Shaping New Zealand’s landscape
Notable landscape architect Thomas Woltz has an innovative and ecologically minded approach to shaping the world around us. The US-based Woltz is currently working on projects in New Zealand, which he spoke about in a recent interview with Architectural Digest.
Woltz, who heads the award-winning firm Nelson Byrd Woltz Landscape Architects, spends much of his time consulting with an astonishing assemblage of experts to help inform and influence his work – this includes everyone from conservation biologists and historians to Maori tribal leaders.
“Where I’m working today, at the century-old Cornwall Park in Auckland, we asked a volcanologist to explain how the early Maori lived around and interacted with the volcano on this 600-acre site.
“Each expert we hire opens our eyes to different pieces of the puzzle. Our job is to combine those pieces into long-term sustainable use. Here, we are creating a plan for Cornwall Park’s next hundred years.”
Woltz and his firm have also done work at Orongo Station in the North Island – a 3,000 acre sheep and cattle farm. The firm rehabilitated the environment after years of overgrazing.

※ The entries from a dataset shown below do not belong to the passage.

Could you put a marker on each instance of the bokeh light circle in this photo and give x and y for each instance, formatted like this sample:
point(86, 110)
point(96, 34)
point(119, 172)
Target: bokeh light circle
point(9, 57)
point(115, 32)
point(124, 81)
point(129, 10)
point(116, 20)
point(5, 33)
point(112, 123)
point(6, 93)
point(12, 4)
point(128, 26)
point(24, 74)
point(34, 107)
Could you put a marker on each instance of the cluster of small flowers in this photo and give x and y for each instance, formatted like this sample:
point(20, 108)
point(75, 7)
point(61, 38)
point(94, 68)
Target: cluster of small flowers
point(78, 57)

“Overgrazing and other farming practices common in New Zealand have threatened miles of the station’s woodlands and wetlands. [The firm] reforested, replanted, and restored—we even re-established habitats for seabirds migrating from Asia to Antarctica.
“That’s what I mean by calling our work ecologically regenerative. We take on badly damaged areas, such as quarries and former industrial sites, and rebuild the land to functionality. Life will spring back quickly if you just give it a toehold.”
Original article by Katherine Whiteside, Architectural Digest, January 2014.